Habitantes del país subterráneo

Los refugios atómicos que construyó China a finales de los años 60 bajo sus edificios se han convertido en el domicilio habitual de muchos ciudadanos. No pueden pagar los altos precios inmobiliarios de la superficie

Los ´Hikikomori` son un grave problema en la sociedad japonesa
Los ´Hikikomori` son un grave problema en la sociedad japonesalarazon

Las indicaciones para encontrar la casa de Gao Xiqing no son sencillas. Primero hay que dar con el edificio, situado al fondo de una pestilente callejuela apretada entre bloques de ladrillo, en el céntrico distrito pekinés de Dongcheng. Una vez en el patio, y dándole la vuelta al portal, es necesario distinguir la caseta de cemento que cubre las escaleras. Por ellas se desciende hasta que la humedad empieza a brotar de las paredes.
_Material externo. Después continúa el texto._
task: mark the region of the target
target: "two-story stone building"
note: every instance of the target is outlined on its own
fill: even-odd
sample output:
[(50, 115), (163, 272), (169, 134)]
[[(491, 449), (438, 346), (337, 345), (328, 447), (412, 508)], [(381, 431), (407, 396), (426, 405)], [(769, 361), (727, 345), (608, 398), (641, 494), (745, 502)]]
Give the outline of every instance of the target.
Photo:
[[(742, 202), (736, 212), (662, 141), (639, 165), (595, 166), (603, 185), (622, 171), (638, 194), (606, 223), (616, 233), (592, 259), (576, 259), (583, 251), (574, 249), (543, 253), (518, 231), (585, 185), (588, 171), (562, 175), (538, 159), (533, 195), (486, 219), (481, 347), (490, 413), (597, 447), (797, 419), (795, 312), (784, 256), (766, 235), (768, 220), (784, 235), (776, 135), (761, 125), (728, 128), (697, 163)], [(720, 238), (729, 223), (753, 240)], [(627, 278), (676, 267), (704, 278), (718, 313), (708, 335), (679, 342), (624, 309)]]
Dejando a la derecha la cocina comunitaria, aparece el umbral del hormiguero, junto al que descansa un robusto portón de acero con una palanca giratoria oxidada. Cuelgan dos carteles. El primero indica que quedan habitaciones libres por alquilar: al parecer, bien apretadas, aquí pueden convivir 65 personas. El segundo letrero, marcado con el sello del Ejército del Pueblo, explica qué hacer en caso de bombardeo aéreo o ataque nuclear.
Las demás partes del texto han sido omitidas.